Every once in a while a game is released that's so unique it garners a cult following and becomes more popular years later than when it was first released. Toe Jam & Earl for the Sega Genesis is one such game, but another prime example would be Konami's Zombies Ate My Neighbors. The game takes the "B" grade horror movie theme and builds a unique action game experience around it that feels like a cross between a shoot 'em up and a scavenger hunt. The end result is one of the most unusually enjoyable action titles available for the Super NES system and one that no zombie-slaying-maniac-in-3-D-glasses should ever be without.

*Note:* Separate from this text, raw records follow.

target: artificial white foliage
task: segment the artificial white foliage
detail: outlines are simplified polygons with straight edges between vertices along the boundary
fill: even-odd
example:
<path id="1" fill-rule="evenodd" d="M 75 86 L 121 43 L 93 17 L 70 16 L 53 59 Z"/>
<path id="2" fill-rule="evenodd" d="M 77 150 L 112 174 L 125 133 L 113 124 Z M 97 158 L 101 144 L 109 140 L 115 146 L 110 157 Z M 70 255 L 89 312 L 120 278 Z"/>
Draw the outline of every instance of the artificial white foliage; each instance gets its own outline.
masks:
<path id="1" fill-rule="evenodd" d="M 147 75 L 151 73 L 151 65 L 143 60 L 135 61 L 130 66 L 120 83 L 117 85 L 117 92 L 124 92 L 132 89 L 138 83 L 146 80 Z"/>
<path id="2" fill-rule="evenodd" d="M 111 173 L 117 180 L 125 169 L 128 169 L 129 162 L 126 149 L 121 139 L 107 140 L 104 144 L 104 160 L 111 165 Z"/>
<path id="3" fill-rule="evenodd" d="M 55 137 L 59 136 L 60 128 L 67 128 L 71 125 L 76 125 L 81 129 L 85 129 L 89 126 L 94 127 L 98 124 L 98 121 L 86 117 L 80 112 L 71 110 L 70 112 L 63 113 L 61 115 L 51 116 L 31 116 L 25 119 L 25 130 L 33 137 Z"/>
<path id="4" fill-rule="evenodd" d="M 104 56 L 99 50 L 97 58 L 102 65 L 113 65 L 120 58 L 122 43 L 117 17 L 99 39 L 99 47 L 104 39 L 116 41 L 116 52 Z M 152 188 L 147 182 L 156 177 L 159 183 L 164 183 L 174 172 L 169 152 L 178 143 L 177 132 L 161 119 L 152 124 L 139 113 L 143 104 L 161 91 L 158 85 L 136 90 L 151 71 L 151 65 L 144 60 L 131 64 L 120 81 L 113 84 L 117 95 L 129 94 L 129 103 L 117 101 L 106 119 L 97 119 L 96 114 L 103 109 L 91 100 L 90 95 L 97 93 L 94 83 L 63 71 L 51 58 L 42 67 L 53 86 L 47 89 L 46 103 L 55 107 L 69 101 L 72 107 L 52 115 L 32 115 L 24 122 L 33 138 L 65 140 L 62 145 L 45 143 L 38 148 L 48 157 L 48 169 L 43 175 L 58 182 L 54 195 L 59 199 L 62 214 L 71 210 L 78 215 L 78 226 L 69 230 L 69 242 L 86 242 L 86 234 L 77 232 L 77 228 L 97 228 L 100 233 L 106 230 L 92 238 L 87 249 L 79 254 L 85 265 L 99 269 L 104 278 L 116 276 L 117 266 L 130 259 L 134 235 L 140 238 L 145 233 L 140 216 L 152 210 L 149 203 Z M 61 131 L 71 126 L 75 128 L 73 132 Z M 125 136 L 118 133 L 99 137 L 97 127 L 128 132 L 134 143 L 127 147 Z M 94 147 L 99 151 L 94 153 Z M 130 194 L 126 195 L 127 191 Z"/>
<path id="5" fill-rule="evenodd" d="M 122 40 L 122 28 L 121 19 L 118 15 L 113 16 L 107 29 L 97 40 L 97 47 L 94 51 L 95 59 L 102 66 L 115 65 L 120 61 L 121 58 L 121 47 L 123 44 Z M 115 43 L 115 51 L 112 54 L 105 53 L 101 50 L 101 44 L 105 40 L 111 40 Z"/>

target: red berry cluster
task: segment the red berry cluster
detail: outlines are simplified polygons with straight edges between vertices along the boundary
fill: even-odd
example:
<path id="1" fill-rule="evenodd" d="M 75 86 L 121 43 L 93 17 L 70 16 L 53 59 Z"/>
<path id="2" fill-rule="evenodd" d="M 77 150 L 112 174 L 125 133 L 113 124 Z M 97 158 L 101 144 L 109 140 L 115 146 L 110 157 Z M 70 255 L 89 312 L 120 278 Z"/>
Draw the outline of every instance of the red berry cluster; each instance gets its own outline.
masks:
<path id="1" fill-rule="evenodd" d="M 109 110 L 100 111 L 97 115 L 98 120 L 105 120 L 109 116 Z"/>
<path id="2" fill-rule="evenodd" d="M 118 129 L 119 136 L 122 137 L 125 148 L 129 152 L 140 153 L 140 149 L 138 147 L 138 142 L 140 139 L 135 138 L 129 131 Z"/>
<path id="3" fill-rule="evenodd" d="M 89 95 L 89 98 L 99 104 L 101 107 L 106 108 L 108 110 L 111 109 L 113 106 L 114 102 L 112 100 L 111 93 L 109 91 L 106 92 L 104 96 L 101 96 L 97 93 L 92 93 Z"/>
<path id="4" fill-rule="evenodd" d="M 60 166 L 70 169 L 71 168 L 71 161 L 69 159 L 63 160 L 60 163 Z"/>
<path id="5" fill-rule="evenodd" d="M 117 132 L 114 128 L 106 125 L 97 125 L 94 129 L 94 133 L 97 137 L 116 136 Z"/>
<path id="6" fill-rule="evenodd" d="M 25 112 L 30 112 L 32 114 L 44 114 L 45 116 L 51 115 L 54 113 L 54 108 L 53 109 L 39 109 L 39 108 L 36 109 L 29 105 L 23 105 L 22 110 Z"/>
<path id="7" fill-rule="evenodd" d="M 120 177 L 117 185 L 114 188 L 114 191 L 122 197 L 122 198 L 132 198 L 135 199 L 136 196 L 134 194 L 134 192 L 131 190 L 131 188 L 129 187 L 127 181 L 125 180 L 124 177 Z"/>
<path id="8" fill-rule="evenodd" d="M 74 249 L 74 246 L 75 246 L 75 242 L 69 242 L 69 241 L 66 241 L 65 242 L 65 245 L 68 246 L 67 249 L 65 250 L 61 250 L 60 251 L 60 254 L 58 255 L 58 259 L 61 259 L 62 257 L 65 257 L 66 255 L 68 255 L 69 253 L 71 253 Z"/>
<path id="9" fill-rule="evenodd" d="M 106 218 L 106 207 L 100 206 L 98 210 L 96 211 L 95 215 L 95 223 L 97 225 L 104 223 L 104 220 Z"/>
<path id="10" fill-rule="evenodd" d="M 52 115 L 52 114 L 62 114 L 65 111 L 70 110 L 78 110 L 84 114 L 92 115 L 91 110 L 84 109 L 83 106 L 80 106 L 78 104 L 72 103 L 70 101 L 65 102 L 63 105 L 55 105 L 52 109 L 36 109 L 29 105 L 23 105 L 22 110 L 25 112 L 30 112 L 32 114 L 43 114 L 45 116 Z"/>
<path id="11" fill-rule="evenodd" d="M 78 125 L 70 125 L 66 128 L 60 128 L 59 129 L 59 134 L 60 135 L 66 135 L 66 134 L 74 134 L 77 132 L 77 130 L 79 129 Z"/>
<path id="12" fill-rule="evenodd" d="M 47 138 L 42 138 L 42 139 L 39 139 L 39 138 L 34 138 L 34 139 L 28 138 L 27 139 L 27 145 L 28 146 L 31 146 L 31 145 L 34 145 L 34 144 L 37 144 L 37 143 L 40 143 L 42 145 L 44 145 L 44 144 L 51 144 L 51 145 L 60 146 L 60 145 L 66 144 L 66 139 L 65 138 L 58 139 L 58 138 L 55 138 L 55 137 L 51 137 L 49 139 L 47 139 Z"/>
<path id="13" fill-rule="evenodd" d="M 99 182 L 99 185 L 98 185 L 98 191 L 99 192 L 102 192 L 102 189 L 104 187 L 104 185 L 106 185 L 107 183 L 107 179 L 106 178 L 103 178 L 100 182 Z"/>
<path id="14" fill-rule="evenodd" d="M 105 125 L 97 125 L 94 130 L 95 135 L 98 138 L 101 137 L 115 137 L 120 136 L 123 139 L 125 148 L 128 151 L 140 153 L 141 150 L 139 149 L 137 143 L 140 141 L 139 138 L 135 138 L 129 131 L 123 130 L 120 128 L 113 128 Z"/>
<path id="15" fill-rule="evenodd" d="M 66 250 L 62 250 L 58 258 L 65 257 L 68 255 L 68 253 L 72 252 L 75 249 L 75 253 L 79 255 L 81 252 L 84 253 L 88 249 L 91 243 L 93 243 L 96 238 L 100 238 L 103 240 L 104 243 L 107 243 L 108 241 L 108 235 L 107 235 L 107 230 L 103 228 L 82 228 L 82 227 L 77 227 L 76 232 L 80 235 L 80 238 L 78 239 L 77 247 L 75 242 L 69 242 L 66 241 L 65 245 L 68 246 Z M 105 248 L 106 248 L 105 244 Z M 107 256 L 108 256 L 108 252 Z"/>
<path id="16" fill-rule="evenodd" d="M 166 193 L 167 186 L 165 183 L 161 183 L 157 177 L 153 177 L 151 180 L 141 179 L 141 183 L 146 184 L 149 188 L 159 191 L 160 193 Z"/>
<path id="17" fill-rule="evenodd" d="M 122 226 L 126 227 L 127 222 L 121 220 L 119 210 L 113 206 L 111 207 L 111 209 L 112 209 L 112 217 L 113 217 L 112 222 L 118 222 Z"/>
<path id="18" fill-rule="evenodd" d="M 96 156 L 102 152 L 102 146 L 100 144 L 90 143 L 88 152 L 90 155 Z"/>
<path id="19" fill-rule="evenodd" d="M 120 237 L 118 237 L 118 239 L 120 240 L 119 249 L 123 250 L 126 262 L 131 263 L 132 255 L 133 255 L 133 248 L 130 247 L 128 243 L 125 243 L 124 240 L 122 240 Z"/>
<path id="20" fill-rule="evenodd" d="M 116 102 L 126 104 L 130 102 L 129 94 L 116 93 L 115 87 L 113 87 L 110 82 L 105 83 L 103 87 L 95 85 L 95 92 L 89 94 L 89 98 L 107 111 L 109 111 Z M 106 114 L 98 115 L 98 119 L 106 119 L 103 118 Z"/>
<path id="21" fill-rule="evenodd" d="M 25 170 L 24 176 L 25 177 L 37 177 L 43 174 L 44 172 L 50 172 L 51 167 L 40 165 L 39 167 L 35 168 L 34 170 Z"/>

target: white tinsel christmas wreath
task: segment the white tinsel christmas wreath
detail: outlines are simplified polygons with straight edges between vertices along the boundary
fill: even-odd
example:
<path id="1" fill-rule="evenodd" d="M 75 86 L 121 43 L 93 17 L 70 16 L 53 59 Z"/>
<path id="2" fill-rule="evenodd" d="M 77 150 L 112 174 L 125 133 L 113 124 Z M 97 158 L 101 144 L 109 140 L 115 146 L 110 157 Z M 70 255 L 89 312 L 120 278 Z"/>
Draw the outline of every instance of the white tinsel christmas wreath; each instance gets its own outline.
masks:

Your goal in Zombies Ate My Neighbors is simple: you have to locate and rescue ten of your neighbors before the zombies and other ghouls get their hands on them. Along the way, you'll be chased by everything from tiny axe murderers to chainsaw-wielding madmen. Under normal circumstances this might seem impossible, but you have the unique distinction of being armed to the teeth, which will make it at least a little easier to accomplish your task. Your main weapon is a water pistol filled with holy water that can take down most of the weaker enemies, but you're going to need the big guns to take down the stronger monsters. You'll find dynamite, a bazooka, not to mention a potion that can turn you into a huge scary monster, to aid you on your quest. Once you've managed to rescue all of the neighbors, a door will open up that will warp you to the next area where you must start the entire process all over again.
The control in the game is rock solid and the large selection of different weapons gives the game plenty of variety. The levels start out fairly easy, but they'll soon become much more complicated and finding the neighbors will become increasingly troublesome, not to mention the fact that the monsters become more aggressive. You'll really have your work cut out for you in the later levels of the game when the action gets insanely intense. The good news is the game's responsive play controls give you every chance you'll need to be successful, although you'll have to supply the skills of course.
Visually, Zombies doesn't exactly set new 16-bit standards, but it still manages to look sharp and the creative use of the darker color scheme used throughout the game really makes the creepy visuals come to life onscreen. The monsters animate well enough, but in all honesty you won't have much time to stand around and admire the scenery, since you're going to be constantly chased around by the monsters in the game. Each area has its own distinct look and feel, so there's always something new to look forward to as you enter each new world. Zombies might not be the best looking Super Nintendo game, but it's still got it where it counts.
The music in the game is as outrageous as the scenery. All of the tunes have a menacing and spooky sound to them, and couldn't fit the mood of the game any better. Even the sound effects are incredibly creepy and realistic: you'll honestly feel like you're smack dab in the middle of an old-fashioned horror flick. About the only complaint that can be leveled against the game is that many of these musical tracks are repeated a bit too often; while the tunes are great, they do become a little repetitive after you've heard the same one over and over again.
If you find yourself all played out on the typical action titles available on the Virtual Console service, it might be a good time to try something different. Zombies Ate My Neighbors should fit that bill quite nicely: if you took Contra and somehow turned it into a second rate horror movie, this is probably what you'd end up with. Suffice it to say, if shooting everything in sight and blowing stuff up is your thing, you're going to love this unusual Super Nintendo action title. It might be a little on the strange side, but any time you're given the opportunity to shoot a zombie in the face with a bazooka, you know you're in for a real treat. And at 800 Wii Points, it won't break your wallet either.